Violent video explodes nonprofit’s reputation
Jeff Brooks identifies not just a bad advert but, in his view, an evil one. He argues that this aberration has done lasting damage to the charity’s cause and reputation. Agree or disagree – what do you think?
- Written by
- Jeff Brooks
- Added
- May 14, 2013
A number of people have asked if I planned to feature this short film produced for climate change charity 10:10 in this bad nonprofit ad showcase.
While I have decided to include it, I’m not going to label it as stupid. This is worse: this is evil. As I hope never to encounter anything as reprehensible as this ever again, I hope it won’t become a new series.
Watch the ad. Though, I can’t recommend it and, if you do, you’re likely to feel a little ill afterwards.
Apparently it was meant to be funny and amusing – a jokey, light-hearted fantasy about reducing people who don’t agree with you (including children) to splatters of bloody pulp. Hilarious.
To their credit, the 10:10 campaign has withdrawn this film. But you just have to ask how did this happen? How did something so vile get approved?
While I have no insider-knowledge, I’ll hazard a guess. Was it because it was made by famous Hollywood professionals (the film was directed by well-known director Richard Curtis and features a cast including film star Gillian Anderson and England footballer Peter Crouch)? And just as charities are sometimes blinded by the glamour of ad agencies into doing adverts that shouldn’t really exist, the glitz and glamour of Hollywood must have made their brains turn off so they accepted and signed-off this awful video.
In this case, the result of being dazzled was even worse than it is when ad agencies create stupid, wasteful messages.
Sometimes Hollywood films are so violent and thuggishly vicious you get the feeling you're looking straight into some kind of demonic heart of darkness. Many make the claim that it's all just a joke. This film has that same feeling.

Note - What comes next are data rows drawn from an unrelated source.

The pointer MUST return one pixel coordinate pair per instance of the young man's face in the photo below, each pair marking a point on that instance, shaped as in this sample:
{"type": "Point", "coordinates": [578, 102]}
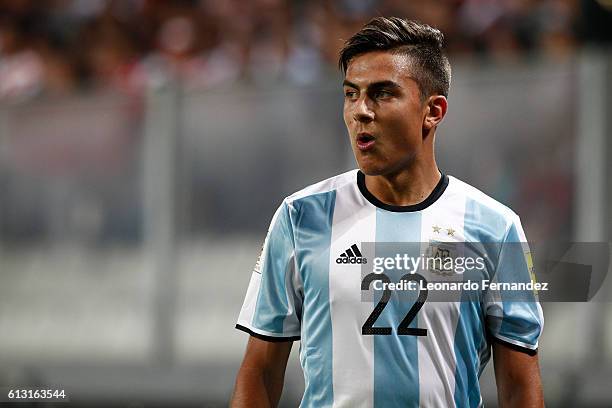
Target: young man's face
{"type": "Point", "coordinates": [383, 112]}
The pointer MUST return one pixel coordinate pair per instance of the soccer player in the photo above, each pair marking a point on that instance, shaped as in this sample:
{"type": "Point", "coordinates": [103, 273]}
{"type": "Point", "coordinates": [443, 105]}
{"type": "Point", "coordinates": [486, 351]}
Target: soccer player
{"type": "Point", "coordinates": [307, 283]}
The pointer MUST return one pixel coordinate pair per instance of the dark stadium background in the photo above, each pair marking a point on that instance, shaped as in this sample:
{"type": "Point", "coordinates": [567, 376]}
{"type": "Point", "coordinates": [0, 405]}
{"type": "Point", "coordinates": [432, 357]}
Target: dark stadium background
{"type": "Point", "coordinates": [144, 146]}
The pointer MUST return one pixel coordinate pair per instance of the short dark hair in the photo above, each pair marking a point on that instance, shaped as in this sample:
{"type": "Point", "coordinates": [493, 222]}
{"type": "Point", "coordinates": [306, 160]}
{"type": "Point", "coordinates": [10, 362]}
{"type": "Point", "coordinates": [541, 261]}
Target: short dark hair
{"type": "Point", "coordinates": [421, 43]}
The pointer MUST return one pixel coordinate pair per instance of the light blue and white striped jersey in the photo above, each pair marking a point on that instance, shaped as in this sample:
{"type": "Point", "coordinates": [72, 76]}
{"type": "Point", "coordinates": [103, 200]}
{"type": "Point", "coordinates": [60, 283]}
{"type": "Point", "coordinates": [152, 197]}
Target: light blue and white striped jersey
{"type": "Point", "coordinates": [307, 285]}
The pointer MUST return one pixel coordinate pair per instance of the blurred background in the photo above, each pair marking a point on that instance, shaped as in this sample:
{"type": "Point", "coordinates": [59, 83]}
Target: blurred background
{"type": "Point", "coordinates": [144, 146]}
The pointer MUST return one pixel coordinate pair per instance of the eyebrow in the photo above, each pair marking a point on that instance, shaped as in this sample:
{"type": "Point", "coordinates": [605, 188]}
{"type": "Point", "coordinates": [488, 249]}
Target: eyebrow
{"type": "Point", "coordinates": [375, 85]}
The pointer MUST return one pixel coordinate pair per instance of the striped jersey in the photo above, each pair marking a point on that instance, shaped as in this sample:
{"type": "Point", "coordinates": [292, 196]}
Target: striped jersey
{"type": "Point", "coordinates": [307, 286]}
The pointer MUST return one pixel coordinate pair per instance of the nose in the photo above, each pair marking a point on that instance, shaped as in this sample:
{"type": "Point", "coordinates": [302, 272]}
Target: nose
{"type": "Point", "coordinates": [363, 111]}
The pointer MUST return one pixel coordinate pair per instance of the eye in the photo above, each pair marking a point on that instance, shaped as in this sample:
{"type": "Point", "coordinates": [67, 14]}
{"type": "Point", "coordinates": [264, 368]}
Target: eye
{"type": "Point", "coordinates": [350, 93]}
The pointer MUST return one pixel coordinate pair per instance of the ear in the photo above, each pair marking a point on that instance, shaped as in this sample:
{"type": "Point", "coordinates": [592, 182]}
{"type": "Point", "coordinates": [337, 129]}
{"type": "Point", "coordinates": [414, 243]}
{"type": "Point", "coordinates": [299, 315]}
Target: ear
{"type": "Point", "coordinates": [435, 111]}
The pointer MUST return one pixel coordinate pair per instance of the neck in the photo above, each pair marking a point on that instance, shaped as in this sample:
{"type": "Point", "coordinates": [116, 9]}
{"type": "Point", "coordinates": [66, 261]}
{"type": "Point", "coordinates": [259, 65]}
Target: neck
{"type": "Point", "coordinates": [408, 186]}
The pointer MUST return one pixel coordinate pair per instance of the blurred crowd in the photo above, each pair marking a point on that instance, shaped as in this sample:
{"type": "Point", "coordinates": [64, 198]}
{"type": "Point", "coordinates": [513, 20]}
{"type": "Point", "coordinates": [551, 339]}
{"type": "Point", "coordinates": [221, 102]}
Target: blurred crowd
{"type": "Point", "coordinates": [63, 46]}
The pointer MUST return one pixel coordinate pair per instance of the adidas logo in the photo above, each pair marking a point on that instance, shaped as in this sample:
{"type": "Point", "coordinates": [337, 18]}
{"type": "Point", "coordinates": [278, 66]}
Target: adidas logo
{"type": "Point", "coordinates": [352, 256]}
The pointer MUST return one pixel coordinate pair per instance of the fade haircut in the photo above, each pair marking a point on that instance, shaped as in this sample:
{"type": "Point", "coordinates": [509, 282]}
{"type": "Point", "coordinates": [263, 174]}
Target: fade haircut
{"type": "Point", "coordinates": [421, 43]}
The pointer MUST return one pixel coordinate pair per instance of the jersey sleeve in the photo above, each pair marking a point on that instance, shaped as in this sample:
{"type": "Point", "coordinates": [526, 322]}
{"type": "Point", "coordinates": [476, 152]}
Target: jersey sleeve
{"type": "Point", "coordinates": [514, 317]}
{"type": "Point", "coordinates": [273, 304]}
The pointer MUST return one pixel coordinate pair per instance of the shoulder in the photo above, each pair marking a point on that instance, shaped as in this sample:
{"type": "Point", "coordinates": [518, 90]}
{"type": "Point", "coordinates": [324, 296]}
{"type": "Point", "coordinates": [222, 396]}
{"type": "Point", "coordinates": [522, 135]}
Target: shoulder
{"type": "Point", "coordinates": [324, 187]}
{"type": "Point", "coordinates": [482, 212]}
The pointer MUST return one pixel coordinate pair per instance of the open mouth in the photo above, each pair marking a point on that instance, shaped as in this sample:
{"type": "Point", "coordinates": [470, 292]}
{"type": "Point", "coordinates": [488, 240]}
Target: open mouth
{"type": "Point", "coordinates": [365, 141]}
{"type": "Point", "coordinates": [364, 138]}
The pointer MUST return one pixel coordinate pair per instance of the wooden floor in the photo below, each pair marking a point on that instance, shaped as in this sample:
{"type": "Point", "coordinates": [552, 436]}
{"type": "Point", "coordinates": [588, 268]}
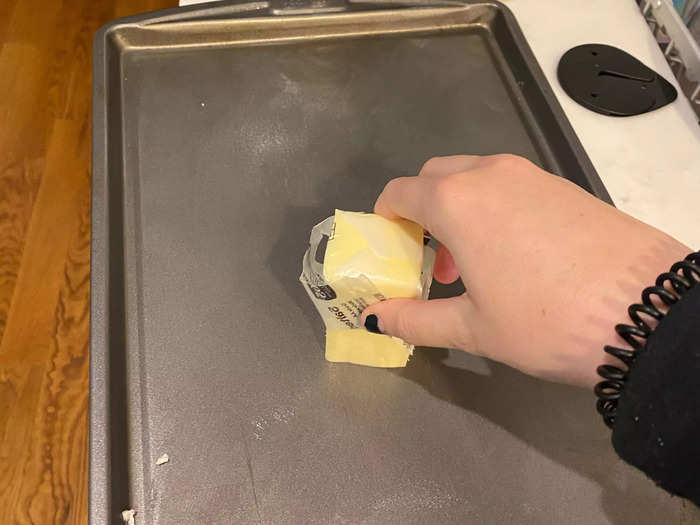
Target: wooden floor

It doesn’t even make a case for reducing your carbon footprint. It just says people who don’t get it deserve violent summary executions at the hands of low-level bureaucrats. After I saw it, I had a strong urge to drive my car more than usual and cut down some trees – anything to dissociate myself from the wickedness.
This film has made 10:10, no doubt a well-meaning and good-hearted nonprofit organisation, look like a pack of psychos. They’ve handed the climate change sceptics a perfect reason to claim that environmentalists are anti-human extremists. They've done lasting, maybe irreparable, damage to their own reputation and to their cause in general.
Please don’t let it happen to you. If someone cool and famous offers you something, you still need to think carefully and critically about what he will do and what it will achieve. It might not necessarily be good. And it could be the worst thing that ever happens to you.